Pedro Martinez Has 1 Regret in Baseball and It Has Nothing to Do With Pitching
In 18 years of Major League Baseball, Hall-of-Fame pitcher Pedro Martinez had his share of incidents on the mound. He’s thrown at batters. He’s argued calls. Martinez, however, had no regrets about anything he’s ever done on the mound. The only baseball regret the three-time Cy Young winner has happened on the other side of the foul line.
Pedro Martinez’s Hall of Fame career
Pedro Martinez began his lengthy Major League Baseball career with the Los Angeles Dodgers back in 1992, appearing in two games and losing one of them. He began his career as a reliever, appearing in 65 games in 1993, but making just two stars.
Martinez was converted to a full-time starter in 1994 when he went 11-5 in his first season with the Montreal Expos. The early part of his career was highlighted by a 1995 game with the Expos when he pitched nine perfect innings against the San Diego Padres but didn’t get any run support. He came out for the 10th inning and gave up a hit in the bottom of the inning, but wound up getting the win in a 1-0 victory. In his final season with the Expos, Martinez led the league with a 1.90 ERA and went 17-8, earning the Cy Young Award.
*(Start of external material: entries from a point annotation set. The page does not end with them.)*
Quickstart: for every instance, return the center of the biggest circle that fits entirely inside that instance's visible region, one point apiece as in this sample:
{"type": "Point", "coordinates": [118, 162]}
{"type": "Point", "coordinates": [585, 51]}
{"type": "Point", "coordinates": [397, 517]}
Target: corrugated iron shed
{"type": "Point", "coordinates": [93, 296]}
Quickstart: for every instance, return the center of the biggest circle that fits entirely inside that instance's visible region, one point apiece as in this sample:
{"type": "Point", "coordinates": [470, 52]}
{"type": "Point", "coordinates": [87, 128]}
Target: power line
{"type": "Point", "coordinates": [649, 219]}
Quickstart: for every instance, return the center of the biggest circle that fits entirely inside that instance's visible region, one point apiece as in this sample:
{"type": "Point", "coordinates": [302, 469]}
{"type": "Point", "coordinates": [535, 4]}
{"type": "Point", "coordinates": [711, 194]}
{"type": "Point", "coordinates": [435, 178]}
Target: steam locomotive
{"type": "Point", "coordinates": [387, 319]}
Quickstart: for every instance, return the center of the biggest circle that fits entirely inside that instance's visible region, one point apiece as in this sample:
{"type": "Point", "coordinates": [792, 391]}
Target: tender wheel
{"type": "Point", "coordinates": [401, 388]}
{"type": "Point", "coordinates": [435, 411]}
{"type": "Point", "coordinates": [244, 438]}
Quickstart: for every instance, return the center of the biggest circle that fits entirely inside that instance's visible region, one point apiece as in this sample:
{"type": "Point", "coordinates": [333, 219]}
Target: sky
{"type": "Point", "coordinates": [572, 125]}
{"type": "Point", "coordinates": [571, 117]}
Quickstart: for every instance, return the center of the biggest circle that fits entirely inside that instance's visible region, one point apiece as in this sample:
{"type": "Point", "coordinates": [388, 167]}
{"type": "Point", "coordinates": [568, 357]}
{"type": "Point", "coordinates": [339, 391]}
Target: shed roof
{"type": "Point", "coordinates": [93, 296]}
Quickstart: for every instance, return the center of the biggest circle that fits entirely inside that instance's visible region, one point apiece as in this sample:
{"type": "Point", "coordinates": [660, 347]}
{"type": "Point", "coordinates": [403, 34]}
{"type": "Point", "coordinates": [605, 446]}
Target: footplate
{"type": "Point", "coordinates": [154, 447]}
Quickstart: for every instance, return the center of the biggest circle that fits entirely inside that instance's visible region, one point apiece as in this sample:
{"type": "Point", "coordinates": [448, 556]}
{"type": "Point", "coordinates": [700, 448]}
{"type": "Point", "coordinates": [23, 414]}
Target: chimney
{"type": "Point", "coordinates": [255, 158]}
Martinez pitched four strong seasons in Montreal before he was traded to the Boston Red Sox in the offseason of 1997 for Carl Pavano and Tony Armas Jr. With the Red Sox, Martinez flourished, winning back-to-back Cy Young Awards in 1999 and 2000. He went a combined 43-10 in those two years. With the Red Sox, Martinez went 117-37 with a 2.52 ERA. He left Boston in 2004, signing a free-agent deal with the New York Mets. For his career, Martinez was an MLB All-Star eight times and he led the majors in ERA for five seasons.
Pedro wasn’t afraid on the mound or in the batter’s box
Pedro Martinez would send a message. He’d throw inside if a batter was too comfortable at the plate. In the early part of his career, he had the reputation of being a head hunter. In one game against the Cincinnati Reds when Martinez was with the Montreal Expos, Martinez was five outs from a perfect game and he hit Reggie Sanders, causing a melee.
Martinez also had the reputation of being a hothead. In one game against the Philadelphia Phillies in 1996, Martinez was batting and he charged the mound when he felt pitcher Mike Williams was throwing at him.
“Pedro’s a great competitor,” said former Atlanta Braves pitcher Tom Glavine. “He stares at hitters and pumps his fist when he pitches, but that’s all part of his competitive nature. After the game, he’s back to being humble. He’s always respectful of his opponents.”
In any case, Martinez was beloved. In Montreal, he said he felt a connection to the city. “I was on my own, but I was doing it in a place where I felt really safe and loved by the people,” Martinez said. “Embraced by the people—people who did not care what color you were, what you were wearing, how much money you were making. Montreal means the world to me because it’s where I feel I became a man.”
Pedro’s lone baseball regret
Pedro’s lone regret came during the ALCS in 2003 when he was pitching against the New York Yankees. His regret, however, didn’t happen while he was playing.
Yankees pitcher Roger Clemens had just thrown high and inside to Manny Ramirez, who started yelling at Clemens and the benches cleared. Yankees bench coach, 72-year-old Don Zimmer came running toward Martinez, who had plunked Karim Garcia earlier in the game. Martinez grabbed Zimmer by the head and tossed him to the ground. In his book, Pedro, Martinez described the incident.
“When 72-year-old Don Zimmer came barreling toward me, I wish I had not grabbed his head and pushed him to the Fenway grass as he stumbled and fell forward,” he wrote. “Some days I feel more people remember me as the angry young man who pushed down a defenseless old man than as the pitcher who won three Cy Young Awards and a world title and wound up in the Hall of Fame. In my entire baseball career, my reaction to Zimmer’s charge is my only regret.”
Martinez said his reaction to Zimmer was instinctive and he wrote,
“All I did was help him fall faster.”